11

Neo4j and Gatling sitting in a tree, Performance T-E-S-T-ing

 3 years ago
source link: https://maxdemarzi.com/2013/02/14/neo4j-and-gatling-sitting-in-a-tree-performance-t-e-s-t-ing/
Go to the source link to view the article. You can view the picture content, updated content and better typesetting reading experience. If the link is broken, please click the button below to view the snapshot at that time.
neoserver,ios ssh client

Neo4j and Gatling sitting in a tree, Performance T-E-S-T-ing

neo4j_loves_gatling

I was introduced to the open-source performance testing tool Gatling a few months ago by Dustin Barnes and fell in love with it. It has an easy to use DSL, and even though I don’t know a lick of Scala, I was able to figure out how to use it. It creates pretty awesome graphics and takes care of a lot of work for you behind the scenes. They have great documentation and a pretty active google group where newbies and questions are welcomed.

It ships with Scala, so all you need to do is create your tests and use a command line to execute it. I’ll show you how to do a few basic things, like test that you have everything working, then we’ll create nodes and relationships, and then query those nodes.

We start things off with the import statements:

import com.excilys.ebi.gatling.core.Predef._
import com.excilys.ebi.gatling.http.Predef._
import akka.util.duration._
import bootstrap._

Then we start right off with our simulation. For this first test, we are just going to get the root node via the REST api. We specify our Neo4j server, in this case I am testing on localhost (you’ll want to run your test code and Neo4j server on different servers when doing this for real). Next we specify that we are accepting JSON to return. For our test scenario, for a duration of 10 seconds, we’ll get “/db/data/node/0” and check that Neo4j returns the http status code 200 (for everything be ok).
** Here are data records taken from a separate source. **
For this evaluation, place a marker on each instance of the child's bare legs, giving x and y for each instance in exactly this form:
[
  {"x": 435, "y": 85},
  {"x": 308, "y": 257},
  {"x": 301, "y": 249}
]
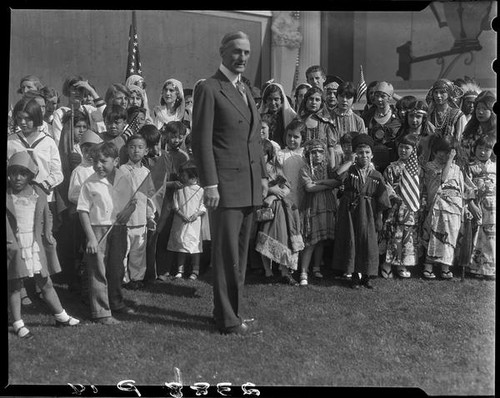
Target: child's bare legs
[
  {"x": 428, "y": 265},
  {"x": 445, "y": 272},
  {"x": 304, "y": 264},
  {"x": 266, "y": 262},
  {"x": 318, "y": 256},
  {"x": 287, "y": 276},
  {"x": 50, "y": 297},
  {"x": 15, "y": 287},
  {"x": 181, "y": 262},
  {"x": 195, "y": 266}
]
We’ll pause between 0 and 5 milliseconds between calls to simulate actual users, and in our setup we’ll specify that we want 100 users.

class GetRoot extends Simulation {
val httpConf = httpConfig
.acceptHeader("application/json")
val scn = scenario("Get Root")
.during(10) {
exec(
http("get root node")
.get("/db/data/node/0")
.check(status.is(200)))
.pause(0 milliseconds, 5 milliseconds)
}
setUp(
scn.users(100).protocolConfig(httpConf)
)
}

We’ll call this file “GetRoot.scala” and put it in the user-files/simulations/neo4j.

gatling-charts-highcharts-1.4.0/user-files/simulations/neo4j/

We can run our code with:

~$ bin/gatling.sh

We’ll get a prompt asking us which test we want to run:

GATLING_HOME is set to /Users/maxdemarzi/Projects/gatling-charts-highcharts-1.4.0
Choose a simulation number:
[0] GetRoot
[1] advanced.AdvancedExampleSimulation
[2] basic.BasicExampleSimulation

Choose the number next to GetRoot and press enter.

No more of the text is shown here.